“The Discworld is as unreal as it is possible to be while still being just real enough to exist.”
This quote comes at the very beginning of ‘Moving Pictures’, the tenth novel in the series, and I pick it out because whilst it sums up the plot of this book well enough, it also essentially sums up the whole of Discworld. Discworld is over the top, silly, fantastical fun but, for all of that, it really does feel real. I think that for me personally, at this checkpoint in the series (number ten) this is the very reason that I love Discworld as much as I do. We know these people, or at least we know people like these people. Everyone knows someone who has a grandmother like Nanny Ogg. Everyone knew a gangly, clumsy kid like Mort at school. It is relatable, far more than any other fantasy novels I have ever read.
‘Moving Pictures’ is only the second standalone tale so far, but it also contains several characters who make what is by far their largest appearances, and several more who are by now regular guest stars. ‘Cut-Me-Own-Throat’ Dibbler, the Ankh-Morpork salesman famed for his questionable snacks and ability to appear absolutely anywhere that a crowd has gathered, makes his name in this story as a Holy Wood film producer. It’s a nice touch; of any character we have met up until now, Dibbler is the only one who you could see really being taken in by the Holy Wood magic, and the decision to promote him from bit-part up to main character for that very purpose suggests to me a respect for the characters and the readers who have come to know them so well. It gives Discworld an organic feel.
This is also the first outing for Gaspode, the talking dog, who reminds me a bit of Rincewind in his ability to go about saving the world despite his best efforts not to do so. There is even a moment when you believe his sacrifice has killed him, much like with Rincewind. I suppose that their similarities could be read as a lack of new material rather than some genius invention but, then again, if Rincewind doesn’t fit in a story, why not have the dog version instead? Everyone loves dogs, especially the ones that talk.
On the subject of heroic animals, now would be a good time to mention the Librarian, the wizard turned orangutan who guards the books at the Unseen University and who I realised during this book is far more important than he first seems. He is the only one who can read the book that Victor brings to him, the book that explains exactly what is going on with that pesky Holy Wood portal. In ‘Guards! Guards!’, he noticed the stolen book and helped the Watch find it, earning him an honorary position on the force. For someone who has a vocabulary of two words, ‘oook’ and ‘eeek’, the Librarian is a remarkably well-rounded and substantial character.

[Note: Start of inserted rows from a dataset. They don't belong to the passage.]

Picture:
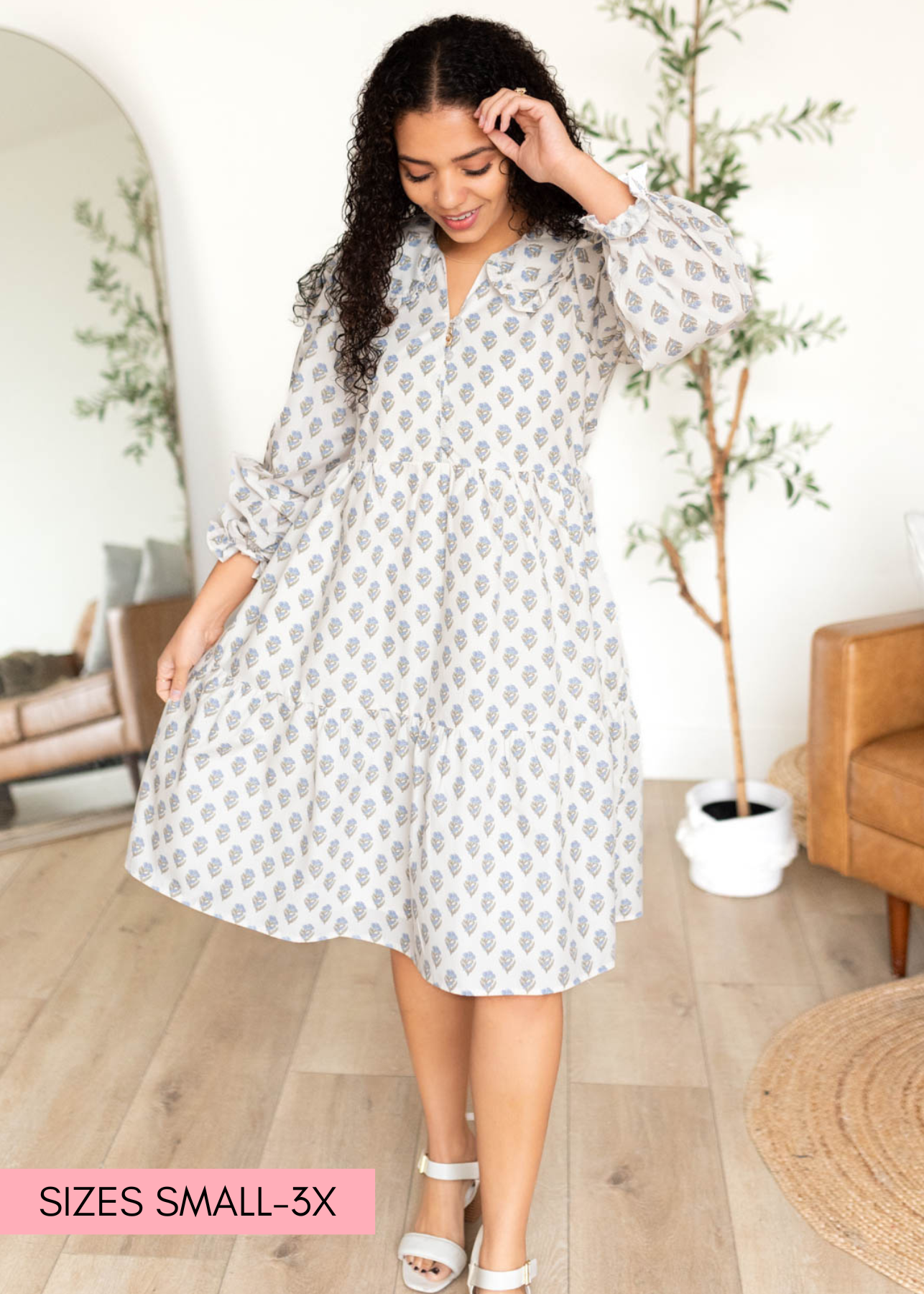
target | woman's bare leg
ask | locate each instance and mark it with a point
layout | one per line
(438, 1028)
(515, 1052)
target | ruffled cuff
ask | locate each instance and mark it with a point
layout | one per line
(631, 220)
(257, 515)
(226, 537)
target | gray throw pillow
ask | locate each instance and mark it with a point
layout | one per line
(165, 572)
(121, 566)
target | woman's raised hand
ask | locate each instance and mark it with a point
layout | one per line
(546, 149)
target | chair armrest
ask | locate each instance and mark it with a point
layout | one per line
(867, 679)
(137, 634)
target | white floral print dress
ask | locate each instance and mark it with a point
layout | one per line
(418, 729)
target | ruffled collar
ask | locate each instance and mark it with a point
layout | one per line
(522, 273)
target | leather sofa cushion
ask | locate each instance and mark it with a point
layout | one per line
(68, 703)
(885, 784)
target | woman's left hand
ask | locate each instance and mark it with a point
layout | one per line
(546, 149)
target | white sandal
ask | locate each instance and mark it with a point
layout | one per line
(486, 1279)
(438, 1248)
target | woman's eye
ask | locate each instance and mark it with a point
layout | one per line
(420, 179)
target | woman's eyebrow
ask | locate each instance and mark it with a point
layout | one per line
(463, 157)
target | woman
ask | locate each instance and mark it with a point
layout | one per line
(417, 730)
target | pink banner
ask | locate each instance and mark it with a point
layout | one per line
(187, 1201)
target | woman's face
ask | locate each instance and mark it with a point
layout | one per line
(449, 168)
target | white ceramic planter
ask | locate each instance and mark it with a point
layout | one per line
(738, 857)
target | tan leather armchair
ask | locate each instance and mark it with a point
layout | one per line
(866, 760)
(79, 720)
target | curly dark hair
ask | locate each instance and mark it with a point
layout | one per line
(455, 61)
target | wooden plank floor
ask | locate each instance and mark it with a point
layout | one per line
(135, 1033)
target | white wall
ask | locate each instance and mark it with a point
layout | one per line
(68, 483)
(245, 113)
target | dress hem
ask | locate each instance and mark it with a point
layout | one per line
(363, 938)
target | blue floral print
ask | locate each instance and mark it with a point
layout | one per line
(418, 728)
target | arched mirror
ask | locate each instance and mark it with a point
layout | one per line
(95, 527)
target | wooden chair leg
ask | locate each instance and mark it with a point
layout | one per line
(900, 912)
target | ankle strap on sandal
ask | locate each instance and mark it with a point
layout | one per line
(447, 1171)
(487, 1279)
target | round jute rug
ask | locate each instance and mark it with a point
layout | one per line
(835, 1106)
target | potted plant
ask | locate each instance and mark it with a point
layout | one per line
(738, 831)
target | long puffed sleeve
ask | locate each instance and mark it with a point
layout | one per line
(311, 436)
(657, 280)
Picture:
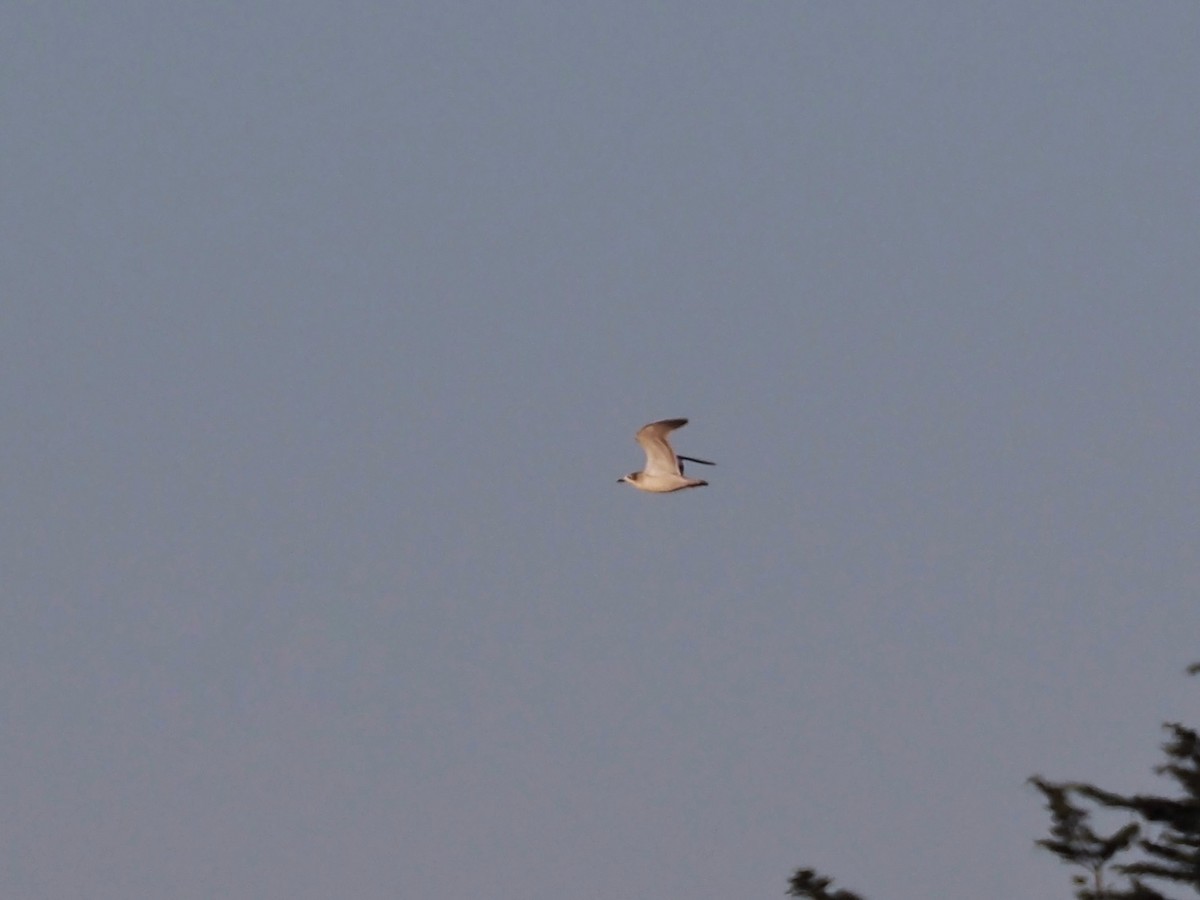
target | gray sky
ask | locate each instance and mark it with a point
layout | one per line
(325, 333)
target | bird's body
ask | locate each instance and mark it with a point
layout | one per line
(664, 468)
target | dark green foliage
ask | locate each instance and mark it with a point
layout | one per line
(1162, 843)
(1073, 840)
(805, 882)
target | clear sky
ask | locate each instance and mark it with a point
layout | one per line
(325, 333)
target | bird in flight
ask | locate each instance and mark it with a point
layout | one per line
(664, 467)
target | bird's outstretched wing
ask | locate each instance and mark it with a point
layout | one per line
(660, 459)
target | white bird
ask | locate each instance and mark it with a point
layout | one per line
(664, 468)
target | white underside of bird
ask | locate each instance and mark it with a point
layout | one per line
(664, 467)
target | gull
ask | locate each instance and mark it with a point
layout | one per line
(664, 468)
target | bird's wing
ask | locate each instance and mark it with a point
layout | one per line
(660, 459)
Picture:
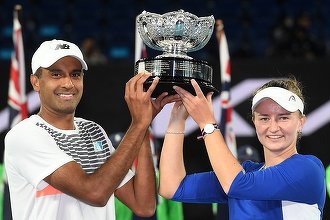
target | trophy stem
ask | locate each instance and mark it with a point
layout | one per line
(175, 50)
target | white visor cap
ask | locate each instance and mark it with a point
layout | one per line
(288, 100)
(51, 51)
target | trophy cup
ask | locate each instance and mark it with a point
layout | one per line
(175, 33)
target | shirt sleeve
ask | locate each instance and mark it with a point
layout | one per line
(200, 188)
(31, 154)
(299, 178)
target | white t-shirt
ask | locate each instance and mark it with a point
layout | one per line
(34, 149)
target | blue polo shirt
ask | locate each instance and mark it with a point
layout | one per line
(293, 189)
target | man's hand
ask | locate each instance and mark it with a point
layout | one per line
(138, 100)
(162, 100)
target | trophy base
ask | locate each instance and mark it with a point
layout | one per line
(176, 71)
(167, 86)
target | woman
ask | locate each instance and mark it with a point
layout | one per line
(287, 185)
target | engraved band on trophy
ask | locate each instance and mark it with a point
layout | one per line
(175, 33)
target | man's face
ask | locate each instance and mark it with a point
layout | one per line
(60, 86)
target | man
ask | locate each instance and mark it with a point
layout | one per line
(63, 167)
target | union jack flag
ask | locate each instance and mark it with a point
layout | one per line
(16, 94)
(226, 108)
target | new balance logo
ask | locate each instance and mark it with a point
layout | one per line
(292, 98)
(98, 146)
(62, 46)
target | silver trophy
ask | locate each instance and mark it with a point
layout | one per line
(175, 33)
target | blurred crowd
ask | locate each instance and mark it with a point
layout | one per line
(106, 29)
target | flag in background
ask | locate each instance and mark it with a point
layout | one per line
(16, 93)
(226, 108)
(221, 210)
(16, 98)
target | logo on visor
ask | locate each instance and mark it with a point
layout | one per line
(292, 98)
(62, 46)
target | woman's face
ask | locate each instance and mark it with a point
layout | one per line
(277, 129)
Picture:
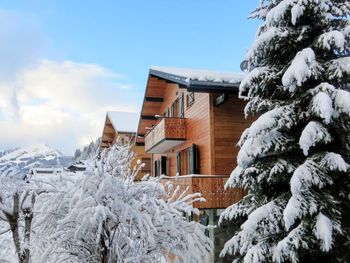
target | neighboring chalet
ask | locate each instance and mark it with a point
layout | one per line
(123, 125)
(190, 123)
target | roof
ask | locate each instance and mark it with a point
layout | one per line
(199, 80)
(124, 121)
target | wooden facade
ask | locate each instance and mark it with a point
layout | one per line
(199, 144)
(111, 133)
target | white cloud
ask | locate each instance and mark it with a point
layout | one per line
(61, 103)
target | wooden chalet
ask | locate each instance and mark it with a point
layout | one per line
(123, 125)
(190, 123)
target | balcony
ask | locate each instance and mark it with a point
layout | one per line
(210, 186)
(168, 133)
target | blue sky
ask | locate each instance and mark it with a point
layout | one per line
(123, 38)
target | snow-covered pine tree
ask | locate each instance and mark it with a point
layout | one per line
(294, 159)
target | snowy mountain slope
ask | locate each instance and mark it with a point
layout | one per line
(25, 159)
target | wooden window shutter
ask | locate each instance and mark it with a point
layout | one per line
(178, 163)
(172, 110)
(194, 159)
(163, 165)
(182, 106)
(155, 169)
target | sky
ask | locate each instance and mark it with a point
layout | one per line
(64, 64)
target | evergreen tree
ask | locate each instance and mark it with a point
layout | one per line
(294, 159)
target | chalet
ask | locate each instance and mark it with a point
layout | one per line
(190, 123)
(123, 125)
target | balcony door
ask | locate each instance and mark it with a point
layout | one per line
(188, 161)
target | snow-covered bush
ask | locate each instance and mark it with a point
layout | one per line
(294, 159)
(108, 217)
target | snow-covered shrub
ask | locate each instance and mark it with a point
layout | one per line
(294, 159)
(108, 217)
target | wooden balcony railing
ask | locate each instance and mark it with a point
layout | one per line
(168, 133)
(210, 186)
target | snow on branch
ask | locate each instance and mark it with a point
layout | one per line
(303, 67)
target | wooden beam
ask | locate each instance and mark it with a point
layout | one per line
(148, 117)
(154, 99)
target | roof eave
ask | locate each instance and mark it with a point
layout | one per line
(196, 85)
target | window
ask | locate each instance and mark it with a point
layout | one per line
(157, 168)
(160, 166)
(181, 108)
(190, 99)
(188, 161)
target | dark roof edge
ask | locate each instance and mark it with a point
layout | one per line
(171, 77)
(195, 85)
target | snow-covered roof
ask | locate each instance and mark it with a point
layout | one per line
(124, 121)
(189, 77)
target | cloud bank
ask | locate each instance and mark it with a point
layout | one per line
(61, 103)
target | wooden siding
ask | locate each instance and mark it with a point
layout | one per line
(197, 118)
(211, 188)
(229, 123)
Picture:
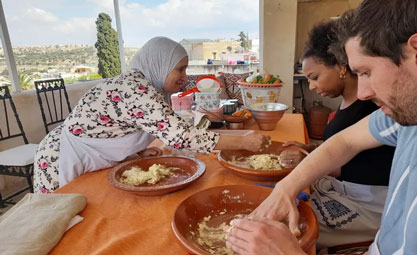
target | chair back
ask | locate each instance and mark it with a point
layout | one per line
(7, 112)
(53, 99)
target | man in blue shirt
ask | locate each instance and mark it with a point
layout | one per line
(381, 46)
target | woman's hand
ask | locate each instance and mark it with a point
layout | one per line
(280, 205)
(262, 236)
(255, 141)
(150, 152)
(290, 158)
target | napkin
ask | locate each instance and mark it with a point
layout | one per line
(37, 222)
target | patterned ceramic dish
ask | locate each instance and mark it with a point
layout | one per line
(191, 170)
(259, 93)
(222, 204)
(226, 156)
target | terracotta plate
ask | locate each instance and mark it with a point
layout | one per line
(233, 200)
(276, 148)
(191, 170)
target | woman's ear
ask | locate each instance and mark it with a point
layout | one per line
(412, 45)
(342, 71)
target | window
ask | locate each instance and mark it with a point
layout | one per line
(56, 38)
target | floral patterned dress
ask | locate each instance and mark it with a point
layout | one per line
(111, 121)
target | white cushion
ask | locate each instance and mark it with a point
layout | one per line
(19, 156)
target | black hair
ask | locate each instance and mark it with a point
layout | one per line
(384, 27)
(320, 38)
(342, 29)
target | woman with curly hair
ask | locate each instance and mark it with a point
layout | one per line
(349, 204)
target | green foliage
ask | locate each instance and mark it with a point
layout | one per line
(26, 81)
(107, 46)
(243, 39)
(95, 76)
(70, 80)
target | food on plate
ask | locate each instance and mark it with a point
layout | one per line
(242, 113)
(259, 162)
(213, 238)
(136, 176)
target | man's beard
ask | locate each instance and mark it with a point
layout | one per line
(403, 99)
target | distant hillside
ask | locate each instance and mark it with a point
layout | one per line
(58, 57)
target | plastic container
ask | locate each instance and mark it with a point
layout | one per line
(259, 93)
(183, 103)
(207, 100)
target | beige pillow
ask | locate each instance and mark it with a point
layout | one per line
(36, 224)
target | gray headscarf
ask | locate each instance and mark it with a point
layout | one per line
(156, 59)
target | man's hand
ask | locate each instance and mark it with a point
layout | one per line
(280, 206)
(262, 236)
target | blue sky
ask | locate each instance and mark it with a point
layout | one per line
(46, 22)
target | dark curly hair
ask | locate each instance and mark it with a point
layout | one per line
(385, 28)
(321, 37)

For those of you who may have read my article on ‘Wyrd Sisters’, you will remember that I was particularly in love with the idea of theatre being ‘magic for ordinary people’. The thread of that theme continues in this story, when Ginger and Victor discuss why film has become so important so quickly; ‘You know what the greatest tragedy is in the whole world?’ said Ginger… ‘It’s all the people who never get a chance to know what it is they can really be. It’s all the wasted chances. Well, Holy Wood is my chance, do you understand? This is my time for getting…Magic for ordinary people, Silverfish had called it.’ To me, the repetition of those exact words seems to be a very deliberate choice on Pratchett’s part and not just a lucky coincidence; the specific themes of Discworld are really starting to develop and grow. The organic development of Discworld that I mentioned earlier applies just as much to themes and ideas as it does to individual character growth.
On a purely ascetic book nerd note, I have one final comment today. The copy of ‘Moving Pictures’ that I own is much newer than the others in these early stages of Discworld, and it is a much more pleasant book to read. The older versions do have the very distinctive covers, illustrated by Josh Kirby, but if you can sacrifice those drawings for a book that is larger and more comfortable to hold, with bigger type, then I would wholeheartedly recommend these versions, if you were considering getting hold of your own copies.
“You know what the greatest tragedy is in the whole world? … It’s all the people who never find out what it is they really want to do or what it is they’re really good at. It’s all the sons who become blacksmiths because their fathers were blacksmiths. It’s all the people who could be really fantastic flute players who grow old and die without ever seeing a musical instrument, so they become bad plowmen instead. It’s all the people with talents who never even find out. Maybe they are never even born in a time when it’s even possible to find out. It’s all the people who never get to know what it is that they can really be. It’s all the wasted chances.”